Gridded data using AeroCom conventions

class pyaerocom.io.readgridded.ReadGridded(data_id=None, data_dir=None, file_convention='aerocom3')[source]

Class for reading gridded files using AeroCom file conventions

data_id

string ID for model or obsdata network (see e.g. Aerocom interface map plots lower left corner)

Type:: str

data

imported data object

Type:: GriddedData

data_dir

directory containing result files for this model

Type:: str

start

start time for data import

Type:: pandas.Timestamp

stop

stop time for data import

Type:: pandas.Timestamp

file_convention

class specifying details of the file naming convention for the model

Type:: FileConventionRead

files

list containing all filenames that were found. Filled, e.g. in ReadGridded.get_model_files()

Type:: list

from_files

List of all netCDF files that were used to concatenate the current data cube (i.e. that can be based on certain matching settings such as var_name or time interval).

Type:: list

ts_types

list of all sampling frequencies (e.g. hourly, daily, monthly) that were inferred from filenames (based on Aerocom file naming convention) of all files that were found

Type:: list

vars

list containing all variable names (e.g. od550aer) that were inferred from filenames based on Aerocom model file naming convention

Type:: list

years

list of available years as inferred from the filenames in the data directory.

Type:: list

Parameters:

data_id (str) – string ID of model (e.g. “AATSR_SU_v4.3”,”CAM5.3-Oslo_CTRL2016”)
data_dir (str, optional) – directory containing data files.
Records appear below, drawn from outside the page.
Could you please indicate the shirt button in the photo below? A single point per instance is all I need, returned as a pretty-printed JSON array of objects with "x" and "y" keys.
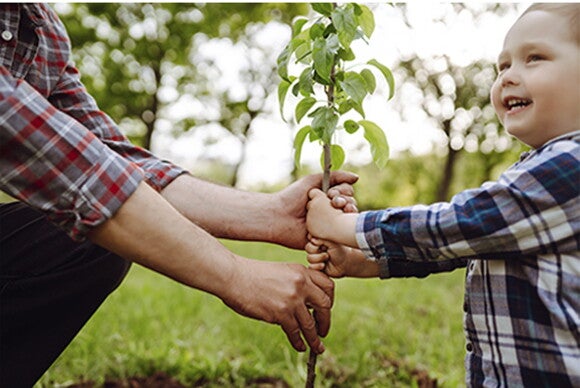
[{"x": 6, "y": 35}]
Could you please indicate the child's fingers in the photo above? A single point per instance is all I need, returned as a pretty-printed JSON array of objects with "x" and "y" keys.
[
  {"x": 311, "y": 248},
  {"x": 317, "y": 266}
]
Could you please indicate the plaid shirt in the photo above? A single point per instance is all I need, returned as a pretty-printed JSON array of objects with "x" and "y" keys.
[
  {"x": 520, "y": 240},
  {"x": 58, "y": 152}
]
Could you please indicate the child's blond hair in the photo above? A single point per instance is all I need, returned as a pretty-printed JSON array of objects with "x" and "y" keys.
[{"x": 569, "y": 11}]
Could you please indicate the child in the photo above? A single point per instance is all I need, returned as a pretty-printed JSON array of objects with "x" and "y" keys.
[{"x": 519, "y": 237}]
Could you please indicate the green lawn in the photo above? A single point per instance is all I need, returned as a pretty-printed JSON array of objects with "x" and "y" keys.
[{"x": 382, "y": 331}]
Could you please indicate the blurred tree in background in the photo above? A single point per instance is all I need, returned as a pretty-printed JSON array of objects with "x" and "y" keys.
[{"x": 140, "y": 60}]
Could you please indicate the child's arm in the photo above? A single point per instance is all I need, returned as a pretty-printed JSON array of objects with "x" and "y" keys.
[
  {"x": 325, "y": 222},
  {"x": 339, "y": 260}
]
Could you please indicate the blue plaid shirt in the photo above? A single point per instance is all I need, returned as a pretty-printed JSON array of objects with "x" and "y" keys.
[{"x": 519, "y": 238}]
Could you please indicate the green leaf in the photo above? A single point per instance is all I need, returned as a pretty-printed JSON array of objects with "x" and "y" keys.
[
  {"x": 282, "y": 91},
  {"x": 313, "y": 136},
  {"x": 359, "y": 109},
  {"x": 297, "y": 26},
  {"x": 299, "y": 142},
  {"x": 322, "y": 8},
  {"x": 324, "y": 121},
  {"x": 303, "y": 107},
  {"x": 323, "y": 52},
  {"x": 283, "y": 60},
  {"x": 387, "y": 74},
  {"x": 345, "y": 106},
  {"x": 370, "y": 80},
  {"x": 354, "y": 85},
  {"x": 346, "y": 24},
  {"x": 378, "y": 142},
  {"x": 337, "y": 157},
  {"x": 346, "y": 55},
  {"x": 366, "y": 20},
  {"x": 316, "y": 31},
  {"x": 296, "y": 89},
  {"x": 305, "y": 82},
  {"x": 351, "y": 126}
]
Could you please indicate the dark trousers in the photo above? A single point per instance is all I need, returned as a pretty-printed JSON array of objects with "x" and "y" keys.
[{"x": 49, "y": 288}]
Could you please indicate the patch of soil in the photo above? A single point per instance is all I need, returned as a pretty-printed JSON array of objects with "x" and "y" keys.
[{"x": 421, "y": 376}]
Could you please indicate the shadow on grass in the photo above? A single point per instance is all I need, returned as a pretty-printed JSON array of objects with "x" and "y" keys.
[
  {"x": 163, "y": 380},
  {"x": 396, "y": 374}
]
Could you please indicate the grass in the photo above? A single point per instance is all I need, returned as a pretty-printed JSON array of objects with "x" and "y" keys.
[{"x": 382, "y": 331}]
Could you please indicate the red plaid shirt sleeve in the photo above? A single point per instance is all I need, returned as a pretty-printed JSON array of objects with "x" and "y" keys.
[{"x": 58, "y": 152}]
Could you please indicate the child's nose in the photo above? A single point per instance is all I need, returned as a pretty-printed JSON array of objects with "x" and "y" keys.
[{"x": 510, "y": 77}]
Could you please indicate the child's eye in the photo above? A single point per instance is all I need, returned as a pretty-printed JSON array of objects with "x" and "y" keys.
[{"x": 502, "y": 66}]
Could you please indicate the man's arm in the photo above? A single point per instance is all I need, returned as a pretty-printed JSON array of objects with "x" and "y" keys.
[
  {"x": 148, "y": 230},
  {"x": 277, "y": 218}
]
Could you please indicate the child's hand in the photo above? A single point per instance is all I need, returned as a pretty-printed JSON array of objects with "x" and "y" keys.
[
  {"x": 328, "y": 223},
  {"x": 339, "y": 260},
  {"x": 321, "y": 215}
]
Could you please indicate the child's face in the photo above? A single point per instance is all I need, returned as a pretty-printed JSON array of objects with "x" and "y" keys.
[{"x": 537, "y": 93}]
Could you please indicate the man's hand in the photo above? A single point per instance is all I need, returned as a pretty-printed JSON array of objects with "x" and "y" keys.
[
  {"x": 282, "y": 293},
  {"x": 290, "y": 227},
  {"x": 337, "y": 260}
]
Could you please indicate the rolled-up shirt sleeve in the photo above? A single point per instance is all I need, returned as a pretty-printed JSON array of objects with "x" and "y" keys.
[
  {"x": 70, "y": 96},
  {"x": 55, "y": 164},
  {"x": 59, "y": 152}
]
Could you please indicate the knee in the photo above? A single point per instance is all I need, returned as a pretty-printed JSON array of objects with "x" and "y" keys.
[{"x": 115, "y": 270}]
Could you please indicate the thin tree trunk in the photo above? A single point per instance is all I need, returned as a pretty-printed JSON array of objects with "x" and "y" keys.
[{"x": 446, "y": 179}]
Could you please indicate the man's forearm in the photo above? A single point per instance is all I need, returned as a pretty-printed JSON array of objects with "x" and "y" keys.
[
  {"x": 222, "y": 211},
  {"x": 149, "y": 231}
]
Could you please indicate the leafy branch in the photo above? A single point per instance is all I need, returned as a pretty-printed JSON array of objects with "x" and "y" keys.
[{"x": 323, "y": 47}]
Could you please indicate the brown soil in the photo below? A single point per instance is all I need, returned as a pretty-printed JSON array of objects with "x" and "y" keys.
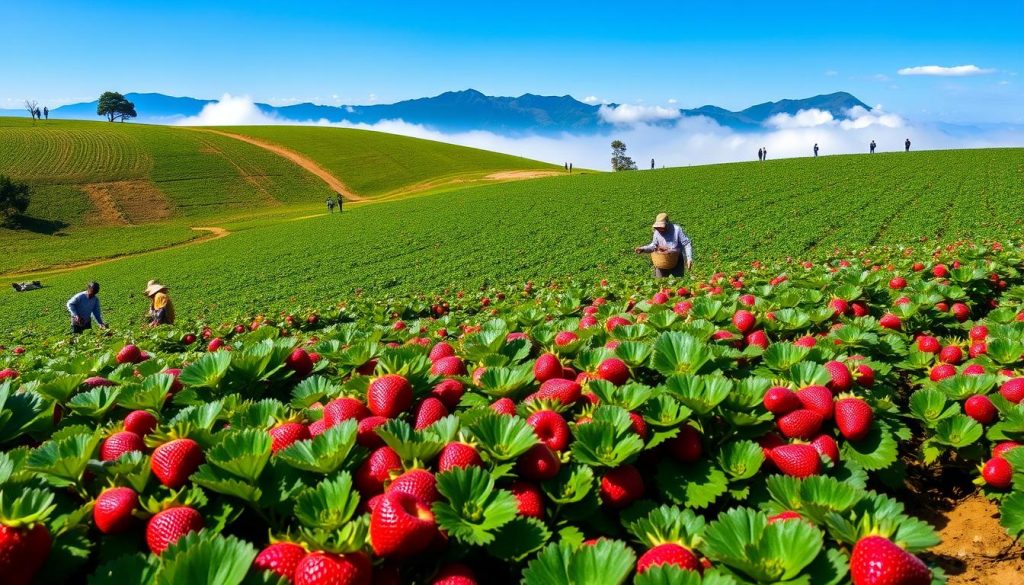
[
  {"x": 126, "y": 202},
  {"x": 296, "y": 158},
  {"x": 520, "y": 175},
  {"x": 975, "y": 548}
]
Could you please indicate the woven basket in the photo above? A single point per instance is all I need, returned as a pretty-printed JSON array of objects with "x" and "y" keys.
[{"x": 665, "y": 260}]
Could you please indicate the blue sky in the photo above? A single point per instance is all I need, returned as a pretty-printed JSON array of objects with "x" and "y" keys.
[{"x": 732, "y": 54}]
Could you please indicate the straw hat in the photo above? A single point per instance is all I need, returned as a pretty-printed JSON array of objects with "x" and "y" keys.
[{"x": 154, "y": 287}]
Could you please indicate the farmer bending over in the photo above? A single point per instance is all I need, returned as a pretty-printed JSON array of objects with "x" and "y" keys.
[
  {"x": 83, "y": 307},
  {"x": 161, "y": 307},
  {"x": 669, "y": 238}
]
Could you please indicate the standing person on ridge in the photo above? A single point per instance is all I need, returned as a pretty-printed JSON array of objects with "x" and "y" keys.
[
  {"x": 161, "y": 307},
  {"x": 669, "y": 238},
  {"x": 83, "y": 307}
]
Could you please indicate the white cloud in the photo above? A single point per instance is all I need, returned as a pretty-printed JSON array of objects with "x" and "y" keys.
[
  {"x": 229, "y": 111},
  {"x": 802, "y": 119},
  {"x": 688, "y": 140},
  {"x": 938, "y": 71},
  {"x": 628, "y": 114}
]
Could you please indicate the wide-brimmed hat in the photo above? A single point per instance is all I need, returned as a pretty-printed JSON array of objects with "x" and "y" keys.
[{"x": 154, "y": 287}]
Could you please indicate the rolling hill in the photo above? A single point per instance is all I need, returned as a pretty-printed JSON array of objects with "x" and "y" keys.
[{"x": 549, "y": 228}]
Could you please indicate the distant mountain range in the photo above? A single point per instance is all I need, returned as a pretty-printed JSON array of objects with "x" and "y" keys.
[{"x": 468, "y": 110}]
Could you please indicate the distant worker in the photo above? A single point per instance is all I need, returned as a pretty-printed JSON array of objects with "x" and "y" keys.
[
  {"x": 83, "y": 307},
  {"x": 161, "y": 307},
  {"x": 669, "y": 238}
]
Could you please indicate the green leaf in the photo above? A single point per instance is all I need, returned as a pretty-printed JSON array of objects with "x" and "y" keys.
[{"x": 474, "y": 509}]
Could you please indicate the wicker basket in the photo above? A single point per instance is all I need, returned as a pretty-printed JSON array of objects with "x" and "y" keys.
[{"x": 665, "y": 260}]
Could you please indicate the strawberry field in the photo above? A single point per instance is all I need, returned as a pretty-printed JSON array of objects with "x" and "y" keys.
[{"x": 774, "y": 423}]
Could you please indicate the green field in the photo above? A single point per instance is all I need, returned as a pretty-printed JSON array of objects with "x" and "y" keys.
[
  {"x": 584, "y": 225},
  {"x": 104, "y": 190}
]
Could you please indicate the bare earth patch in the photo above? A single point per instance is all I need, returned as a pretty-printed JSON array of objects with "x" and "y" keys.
[
  {"x": 975, "y": 548},
  {"x": 126, "y": 202},
  {"x": 519, "y": 175}
]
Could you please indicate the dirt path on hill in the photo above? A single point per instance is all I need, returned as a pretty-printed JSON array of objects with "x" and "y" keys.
[
  {"x": 300, "y": 160},
  {"x": 215, "y": 234}
]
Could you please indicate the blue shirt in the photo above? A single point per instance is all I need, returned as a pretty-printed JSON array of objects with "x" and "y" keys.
[
  {"x": 674, "y": 240},
  {"x": 84, "y": 307}
]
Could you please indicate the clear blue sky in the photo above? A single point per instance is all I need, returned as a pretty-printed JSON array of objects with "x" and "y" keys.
[{"x": 732, "y": 54}]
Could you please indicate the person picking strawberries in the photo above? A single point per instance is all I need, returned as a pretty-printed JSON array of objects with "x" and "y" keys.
[{"x": 669, "y": 237}]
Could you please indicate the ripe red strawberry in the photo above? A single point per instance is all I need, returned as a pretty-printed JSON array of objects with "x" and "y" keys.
[
  {"x": 330, "y": 569},
  {"x": 129, "y": 354},
  {"x": 389, "y": 395},
  {"x": 842, "y": 381},
  {"x": 877, "y": 560},
  {"x": 941, "y": 372},
  {"x": 565, "y": 391},
  {"x": 782, "y": 516},
  {"x": 300, "y": 363},
  {"x": 551, "y": 428},
  {"x": 779, "y": 400},
  {"x": 853, "y": 417},
  {"x": 547, "y": 367},
  {"x": 951, "y": 354},
  {"x": 743, "y": 321},
  {"x": 997, "y": 472},
  {"x": 417, "y": 483},
  {"x": 614, "y": 371},
  {"x": 23, "y": 552},
  {"x": 458, "y": 455},
  {"x": 366, "y": 433},
  {"x": 981, "y": 409},
  {"x": 372, "y": 474},
  {"x": 168, "y": 526},
  {"x": 112, "y": 511},
  {"x": 450, "y": 392},
  {"x": 817, "y": 399},
  {"x": 174, "y": 461},
  {"x": 797, "y": 460},
  {"x": 825, "y": 445},
  {"x": 504, "y": 407},
  {"x": 286, "y": 433},
  {"x": 429, "y": 411},
  {"x": 140, "y": 422},
  {"x": 340, "y": 410},
  {"x": 280, "y": 557},
  {"x": 539, "y": 463},
  {"x": 622, "y": 486},
  {"x": 400, "y": 526},
  {"x": 440, "y": 349},
  {"x": 449, "y": 366},
  {"x": 120, "y": 443},
  {"x": 801, "y": 423},
  {"x": 1013, "y": 390},
  {"x": 890, "y": 321},
  {"x": 564, "y": 338},
  {"x": 530, "y": 498},
  {"x": 686, "y": 446},
  {"x": 669, "y": 553}
]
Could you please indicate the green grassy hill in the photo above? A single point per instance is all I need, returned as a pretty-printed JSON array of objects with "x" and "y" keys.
[
  {"x": 376, "y": 164},
  {"x": 558, "y": 226}
]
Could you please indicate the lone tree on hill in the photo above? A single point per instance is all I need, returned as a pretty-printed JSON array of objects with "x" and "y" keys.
[
  {"x": 620, "y": 162},
  {"x": 115, "y": 107},
  {"x": 13, "y": 198}
]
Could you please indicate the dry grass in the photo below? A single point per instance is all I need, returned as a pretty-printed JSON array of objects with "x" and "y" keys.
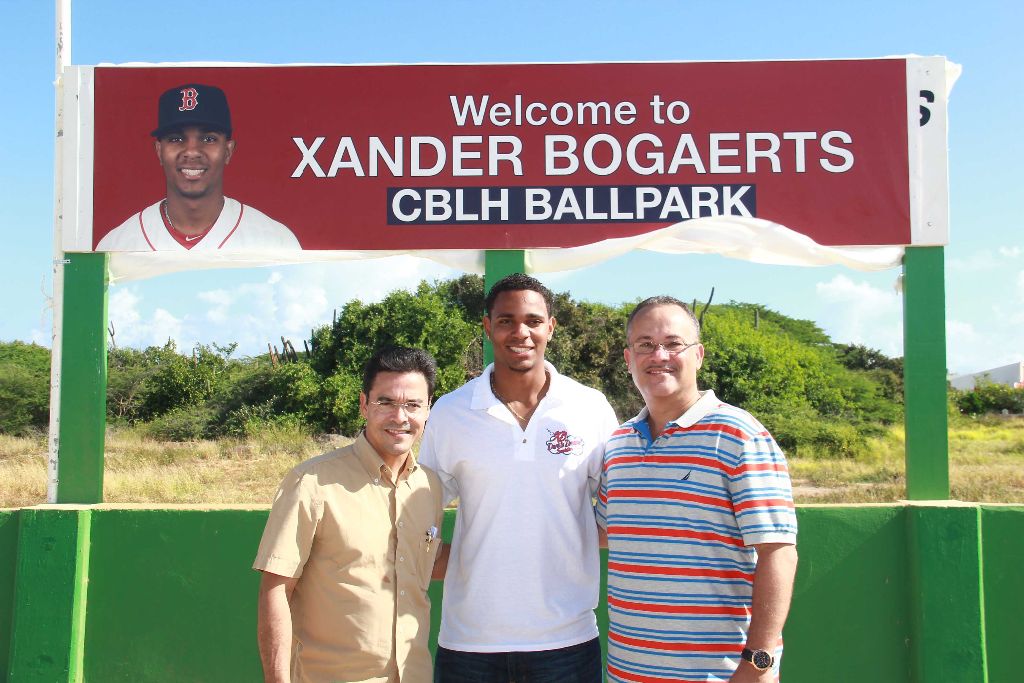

If provided, only this directory is considered for data files, else the input data_id is used to search for the corresponding directory.
file_convention (str) – string ID specifying the file convention of this model (cf. installation file file_conventions.ini)
init (bool) – if True, the model directory is searched (search_data_dir()) on instantiation and if it is found, all valid files for this model are searched using search_all_files().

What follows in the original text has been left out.